In the first reading, the article “Why I Taught Myself to Procrastinate” by Adam Grant, he writes about the pros and cons of procrastinating as a writer. And while he disagreed with procrastination being a boon to writing creatively, he ended up agreeing that it can be another way to write as a writer. Grant’s way to experiment involved him walking away from a half formed idea. “Next, I drew some inspiration from George Costanza on “Seinfeld,” who made it a habit to quit on a high note. When I started writing a sentence that felt good, I stopped in the middle of it and walked away. When I returned to writing later that day, I was able to pick up where I had left the trail of thought.” I can’t agree with this method helping me write better as a writer. I lose my train of thought and lose focus on what topic I am writing about. As a foreign writer I have a hard enough time focusing on the entire work. By even thinking about using this method of procrastination writing, I might as well add another foreign language added to English, trying to make sense of where one language ends and another one begins.

Grants even exemplifies my very struggles in the paragraph following his procrastination experiment, “Once I did finish a draft, I put it away for three weeks. When I came back to it, I had enough distance to wonder, “What kind of idiot wrote this garbage?” and rewrote most of it.” Because he left his original free thoughts that were probably linearly connected in some way, or at least would have connected had he continued writing out the rest of his original thought-idea, he instead came back to something he had started but left halfway done. A sentence doesn’t really have meaning if it’s just half a sentence. We depend on context clues to put meaning to this half formed sentence. What Grant had done is basically a disjointed work that made no sense when he’d left it for a significant time because it could no longer appear or read like a linear thought-idea because he never completed. And not only not complete it, he left next to no context clues he could use to even make sense of what his original thought-idea even was.

In Mike Bunn’s “How to Read Like a Writer”, the author references other writers’ works as how they write as writers. “When you read like a writer, you are trying to figure out how the text you are reading was constructed so that you learn how to “build” one for yourself. (pg.74)” I write like how I understand a reading. I take each individual word’s meaning and then I put it all together to give the sentence a meaning. It doesn’t always work, but this method has worked for me, at least so far. Bunn further explains this way of thought pattern in how a reader reconstructs a reading to further understand a body of work by ‘seeing’ it through the lens of the subject. “Perhaps I should change the name and call this Reading Like an Architect, or Reading Like a Carpenter. In a way those names make perfect sense. You are reading to see how something was constructed so that you can construct something similar yourself.” It’s almost like looking at an abstract art piece without knowing much of the real meaning of the art truly is. All you know is who the author is and what they specialize in, from which you make an assumption of the meaning. Most likely, you are using personal experiences and your own past history to color or put influence in the way you interpret the piece. In the same way, as you’re reading an unknown written work, you automatically take on the specter of the author or subject matter in the article, book or story. And most likely, you’re drawing on past experiences or even prior history of your own association with the subject matter in order to put meaning to the reading itself.

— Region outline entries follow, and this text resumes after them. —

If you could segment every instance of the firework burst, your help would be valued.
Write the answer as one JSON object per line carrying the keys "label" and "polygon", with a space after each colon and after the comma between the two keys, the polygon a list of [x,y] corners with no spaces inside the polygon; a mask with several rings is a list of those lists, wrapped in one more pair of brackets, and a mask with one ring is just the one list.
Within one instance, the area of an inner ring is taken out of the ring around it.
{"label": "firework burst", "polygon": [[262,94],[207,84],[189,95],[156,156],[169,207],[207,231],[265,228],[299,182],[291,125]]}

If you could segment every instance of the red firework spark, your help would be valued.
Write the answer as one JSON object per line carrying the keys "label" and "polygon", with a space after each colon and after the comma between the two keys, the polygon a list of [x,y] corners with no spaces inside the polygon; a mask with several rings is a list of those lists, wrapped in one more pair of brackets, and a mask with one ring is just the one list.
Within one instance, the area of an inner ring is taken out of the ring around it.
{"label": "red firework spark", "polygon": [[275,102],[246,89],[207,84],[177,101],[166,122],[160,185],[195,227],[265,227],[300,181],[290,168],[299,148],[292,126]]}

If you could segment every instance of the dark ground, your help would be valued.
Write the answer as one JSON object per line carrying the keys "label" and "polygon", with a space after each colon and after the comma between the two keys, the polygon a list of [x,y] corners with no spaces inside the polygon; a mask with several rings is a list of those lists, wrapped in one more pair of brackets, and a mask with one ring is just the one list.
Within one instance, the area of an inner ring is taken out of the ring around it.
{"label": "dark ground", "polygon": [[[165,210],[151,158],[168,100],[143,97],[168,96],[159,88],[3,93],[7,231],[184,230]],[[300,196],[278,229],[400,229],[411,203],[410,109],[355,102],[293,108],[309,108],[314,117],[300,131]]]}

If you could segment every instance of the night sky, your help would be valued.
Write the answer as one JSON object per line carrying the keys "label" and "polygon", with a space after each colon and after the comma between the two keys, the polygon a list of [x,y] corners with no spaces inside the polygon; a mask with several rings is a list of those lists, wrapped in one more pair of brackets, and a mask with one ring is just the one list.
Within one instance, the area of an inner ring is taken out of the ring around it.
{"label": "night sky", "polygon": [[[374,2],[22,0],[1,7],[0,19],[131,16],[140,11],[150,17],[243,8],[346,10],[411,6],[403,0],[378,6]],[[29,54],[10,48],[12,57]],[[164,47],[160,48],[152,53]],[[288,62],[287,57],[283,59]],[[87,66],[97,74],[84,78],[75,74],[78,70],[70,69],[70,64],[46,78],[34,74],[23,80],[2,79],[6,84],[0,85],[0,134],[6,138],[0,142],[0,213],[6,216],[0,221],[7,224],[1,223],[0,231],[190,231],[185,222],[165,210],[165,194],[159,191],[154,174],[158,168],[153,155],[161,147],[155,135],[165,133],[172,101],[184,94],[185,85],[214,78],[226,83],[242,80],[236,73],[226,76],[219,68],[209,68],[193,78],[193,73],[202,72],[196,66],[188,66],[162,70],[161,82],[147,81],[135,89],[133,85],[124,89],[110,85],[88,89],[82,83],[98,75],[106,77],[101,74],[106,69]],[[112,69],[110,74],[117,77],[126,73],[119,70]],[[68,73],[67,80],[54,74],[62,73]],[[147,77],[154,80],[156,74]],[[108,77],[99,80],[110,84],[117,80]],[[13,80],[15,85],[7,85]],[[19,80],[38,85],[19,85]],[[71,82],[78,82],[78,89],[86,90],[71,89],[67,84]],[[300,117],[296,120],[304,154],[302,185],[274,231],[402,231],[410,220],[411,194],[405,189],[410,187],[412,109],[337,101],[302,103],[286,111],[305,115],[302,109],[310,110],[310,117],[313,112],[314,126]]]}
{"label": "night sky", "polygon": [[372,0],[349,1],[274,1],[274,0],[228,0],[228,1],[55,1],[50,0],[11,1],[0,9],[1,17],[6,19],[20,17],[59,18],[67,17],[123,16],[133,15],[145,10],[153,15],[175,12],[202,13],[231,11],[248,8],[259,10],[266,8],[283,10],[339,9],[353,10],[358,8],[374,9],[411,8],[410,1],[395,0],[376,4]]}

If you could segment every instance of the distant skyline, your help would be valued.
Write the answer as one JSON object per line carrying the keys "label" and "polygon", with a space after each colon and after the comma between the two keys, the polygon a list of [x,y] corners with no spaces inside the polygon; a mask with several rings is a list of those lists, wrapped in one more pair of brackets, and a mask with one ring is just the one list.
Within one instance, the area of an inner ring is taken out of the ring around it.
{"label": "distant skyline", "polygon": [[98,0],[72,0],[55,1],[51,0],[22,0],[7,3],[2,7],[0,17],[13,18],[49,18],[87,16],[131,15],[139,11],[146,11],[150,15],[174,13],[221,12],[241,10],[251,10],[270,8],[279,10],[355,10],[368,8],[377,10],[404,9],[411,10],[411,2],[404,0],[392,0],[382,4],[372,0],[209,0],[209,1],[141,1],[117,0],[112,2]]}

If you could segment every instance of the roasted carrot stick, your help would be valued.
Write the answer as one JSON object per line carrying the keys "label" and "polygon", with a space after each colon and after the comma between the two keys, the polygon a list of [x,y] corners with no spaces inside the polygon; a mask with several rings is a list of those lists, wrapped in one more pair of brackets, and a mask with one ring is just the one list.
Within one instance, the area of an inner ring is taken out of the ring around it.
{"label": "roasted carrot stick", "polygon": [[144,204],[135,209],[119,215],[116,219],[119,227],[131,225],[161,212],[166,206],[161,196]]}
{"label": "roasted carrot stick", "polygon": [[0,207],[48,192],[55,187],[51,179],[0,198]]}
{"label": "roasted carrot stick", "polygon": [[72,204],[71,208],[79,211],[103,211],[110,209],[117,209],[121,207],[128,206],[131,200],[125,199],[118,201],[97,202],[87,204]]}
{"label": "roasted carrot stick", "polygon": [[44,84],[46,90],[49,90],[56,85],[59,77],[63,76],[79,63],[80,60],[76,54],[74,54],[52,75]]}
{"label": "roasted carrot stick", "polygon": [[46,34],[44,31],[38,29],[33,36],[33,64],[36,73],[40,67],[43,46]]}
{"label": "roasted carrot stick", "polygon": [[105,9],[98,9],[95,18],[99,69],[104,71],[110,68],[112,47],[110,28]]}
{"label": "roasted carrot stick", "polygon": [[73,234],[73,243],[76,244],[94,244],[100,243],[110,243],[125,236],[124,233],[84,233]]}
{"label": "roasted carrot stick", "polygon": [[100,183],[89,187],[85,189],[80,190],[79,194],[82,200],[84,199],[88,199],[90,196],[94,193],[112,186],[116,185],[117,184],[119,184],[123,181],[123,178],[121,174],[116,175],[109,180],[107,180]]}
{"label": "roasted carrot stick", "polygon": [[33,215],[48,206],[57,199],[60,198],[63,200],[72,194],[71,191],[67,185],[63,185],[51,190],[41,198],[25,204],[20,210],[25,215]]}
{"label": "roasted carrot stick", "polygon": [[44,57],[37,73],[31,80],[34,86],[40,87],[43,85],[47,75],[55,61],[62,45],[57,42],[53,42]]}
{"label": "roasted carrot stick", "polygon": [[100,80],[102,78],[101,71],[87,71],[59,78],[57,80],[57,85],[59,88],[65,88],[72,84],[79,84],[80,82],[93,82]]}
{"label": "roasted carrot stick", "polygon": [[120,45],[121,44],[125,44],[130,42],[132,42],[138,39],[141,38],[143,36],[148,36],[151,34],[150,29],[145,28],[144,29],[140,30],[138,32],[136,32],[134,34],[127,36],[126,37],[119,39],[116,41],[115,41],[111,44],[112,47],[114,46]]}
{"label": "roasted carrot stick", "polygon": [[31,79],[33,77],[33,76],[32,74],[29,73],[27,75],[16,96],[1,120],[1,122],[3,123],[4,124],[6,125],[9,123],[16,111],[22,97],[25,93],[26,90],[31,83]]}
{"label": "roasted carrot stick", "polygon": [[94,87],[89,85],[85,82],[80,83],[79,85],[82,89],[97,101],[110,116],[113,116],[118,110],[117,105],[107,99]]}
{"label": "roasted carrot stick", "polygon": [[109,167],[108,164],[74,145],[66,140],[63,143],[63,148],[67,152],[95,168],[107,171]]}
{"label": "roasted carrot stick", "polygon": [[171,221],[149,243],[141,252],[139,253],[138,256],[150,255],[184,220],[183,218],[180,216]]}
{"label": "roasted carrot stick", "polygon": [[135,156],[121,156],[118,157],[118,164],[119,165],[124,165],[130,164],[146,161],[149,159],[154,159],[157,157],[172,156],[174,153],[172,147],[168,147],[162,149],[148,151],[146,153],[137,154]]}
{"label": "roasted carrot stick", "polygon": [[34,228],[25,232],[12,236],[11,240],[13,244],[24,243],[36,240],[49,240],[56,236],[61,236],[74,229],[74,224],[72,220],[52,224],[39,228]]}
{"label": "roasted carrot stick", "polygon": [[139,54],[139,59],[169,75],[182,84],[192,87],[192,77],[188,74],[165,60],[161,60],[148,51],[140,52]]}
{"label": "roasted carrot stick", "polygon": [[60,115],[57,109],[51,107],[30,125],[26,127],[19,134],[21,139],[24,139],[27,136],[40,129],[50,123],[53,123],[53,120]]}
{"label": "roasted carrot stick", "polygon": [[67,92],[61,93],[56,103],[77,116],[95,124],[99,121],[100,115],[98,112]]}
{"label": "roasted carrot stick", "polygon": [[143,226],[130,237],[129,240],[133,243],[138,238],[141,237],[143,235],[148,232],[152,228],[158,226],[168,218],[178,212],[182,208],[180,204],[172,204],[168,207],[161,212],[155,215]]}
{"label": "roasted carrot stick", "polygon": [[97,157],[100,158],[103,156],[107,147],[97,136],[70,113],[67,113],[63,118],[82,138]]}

In the context of the “Education Narrative,” reflecting on what I have learned about myself in various roles can be a valuable exercise. In the education narrative, I’ve discovered that my journey as a student, learner, writer, reviser, and collaborator is an ongoing process of growth, self-discovery, and adaptation. Each role has contributed to my personal and intellectual development, and I continue to evolve as I engage with education in its various forms.